I know the verb bother as in "I didn't bother testing" or the noun bother as in "it's no bother", but this is the first time I encounter this word as a kind of interjection or single-word sentence, written by a native:

Note that in casual testing this 'worked', because backspace deletes the pawn and together. Bother.

What is the meaning of "Bother."? What nuance does it add to the paragraph, which would be missed if it had not been added?

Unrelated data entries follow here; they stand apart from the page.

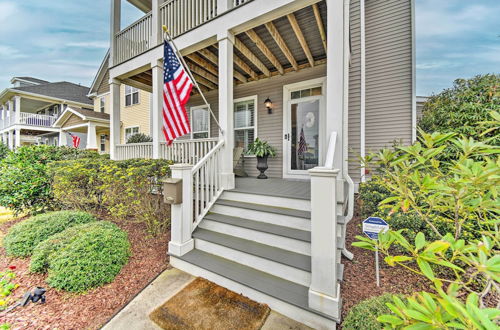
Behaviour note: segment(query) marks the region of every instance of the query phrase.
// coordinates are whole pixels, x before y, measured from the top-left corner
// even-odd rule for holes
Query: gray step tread
[[[311,232],[285,226],[274,225],[266,222],[247,220],[218,213],[208,213],[205,219],[230,224],[233,226],[253,229],[264,233],[280,235],[300,241],[311,242]]]
[[[293,209],[287,209],[284,207],[275,207],[275,206],[268,206],[268,205],[262,205],[262,204],[230,201],[227,199],[218,199],[215,204],[250,209],[250,210],[254,210],[254,211],[288,215],[288,216],[297,217],[297,218],[311,219],[311,212],[309,212],[309,211],[293,210]]]
[[[230,235],[216,233],[203,228],[197,228],[193,232],[193,237],[257,257],[272,260],[283,265],[298,268],[306,272],[311,271],[311,257],[300,253],[275,248]]]
[[[251,267],[243,266],[236,262],[196,249],[186,253],[182,257],[177,258],[279,300],[285,301],[291,305],[295,305],[302,309],[319,314],[309,309],[309,288],[303,285],[281,279]],[[332,318],[327,315],[320,315],[332,320]]]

I can't find this usage on Wiktionary.

The context is the following: He is the guy who is managing bugs, so this bug might bother him, or maybe he now regrets that he did not bother writing a more complete test.

  • 4
    I think it's definition 8 in Collins: (mainly British) an exclamation of slight annoyance
    – user230
    May 10, 2013 at 2:24
  • 1
    If you can't find it on Wiktionary, then use a real dictionary: M-W or Macmillan. Wiktionary is not the best place to look for usage information or definitions. It has some value, but not enough to satisfy me.
    – user264
    May 10, 2013 at 2:40
  • 1
    @snailboat As popularized in the U.S. by Winnie the Pooh! ;)
    – WendiKidd
    May 10, 2013 at 21:19
  • Wikitionary has the interjection use: en.wiktionary.org/wiki/bother#Interjection
    – James K
    Jun 1, 2016 at 6:50

1 Answer 1


snailboat has found the answer:


exclamation (mainly British) an exclamation of slight annoyance

  • 3
    "Bother", said Pooh. "There's an infinite number of monkeys at the door who want to sue A.A. Milne for plagiarism".
    – FakeDIY
    May 10, 2013 at 8:43
  • Pooh is the only place I've ever heard that expression.